In Morris’s view, industrialisation and mechanisation had destroyed a simpler world of beauty and craftsmanship. He believed that true art was simultaneously useful and beautiful. It needed to originate in the same unity of art and labour for the benefit of the common good that fuelled the design and construction of mediaeval cathedrals. The dawn of the Renaissance saw the start of a process – parallel to the rise of capitalism – that effectively separated art and society. This has resulted in – put in the simplest of terms – unhappy people in an ugly world. Concerned by what he saw around him, Morris argued that work should be a source of pride and satisfaction and that everyone was entitled to beautiful surroundings, regardless of their social class.
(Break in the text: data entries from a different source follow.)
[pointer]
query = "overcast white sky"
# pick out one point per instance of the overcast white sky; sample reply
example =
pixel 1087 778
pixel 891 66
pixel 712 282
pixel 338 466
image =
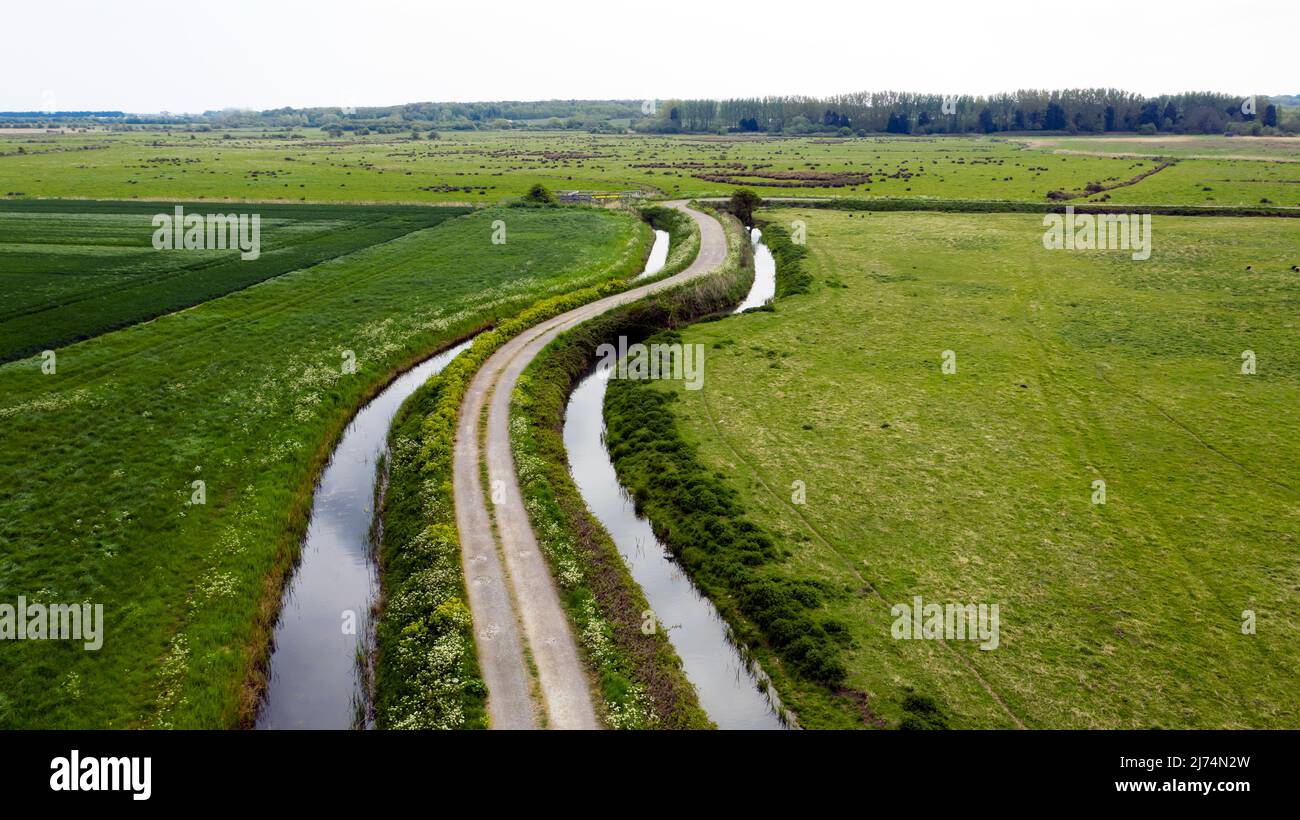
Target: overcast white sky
pixel 168 55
In the Britain of his day this could only be attained through a radical overhaul of society itself.

The Arts and Crafts movement had a significant impact on Western culture. In the Netherlands, for example, Jean François van Royen (1878-1942) strongly sympathised with Morris’s ideas. The aesthetic idealist Van Royen joined the board of the Dutch Postal, Telegraph and Telephone Service (PTT) in 1904. He used his influence to improve the organisation’s designs, commissioning work from a range of talented artists and designers. The PTT set up a dedicated Department for Aesthetic Design in his spirit. Driven by a belief in the beneficial effects of good design, the Service promoted unique, poetic, innovative or alienating designs that successfully constructed and presented new values and ideas: the germ of the Netherlands’ exceptionally fertile design culture.

William Morris’s idealism is a source of inspiration for my Palace of Typographic Masonry. Working conditions for today’s graphic designers – in an era referred to as the Third Industrial Revolution – are precarious enough for me to feel similarly concerned. This time round, digital technology has accelerated capitalism to the point where the unity of art and labour to the public benefit is once again undermined. Nowadays a design that ‘fits the bill’ can be realised for a fraction of the costs via some website that brings together freelancers and ‘lean entrepreneurs’. The outcome of a lengthy, expensive and fickle process, undertaken by a self-willed graphic designer, may be vastly preferable – but good luck explaining to people.

Morris drew inspiration for the moral framework of his movement from a book written by his friend John Ruskin in 1849, ’The Seven Lamps of Architecture’. Ruskin’s seven lamps – Sacrifice, Truth, Power, Beauty, Life, Memory and Obedience – were intended to light the way for the designers of the 19th century. So why couldn’t they do so for designers at the start of the 21st? I have reinterpreted these seven principles in the context of contemporary graphic design and visualised them as seven distinct gauges. These ‘Seven Rulers’ serve as indispensable tools in the Palace’s construction– to preserve scale, determine the right dimensions and maintain overview.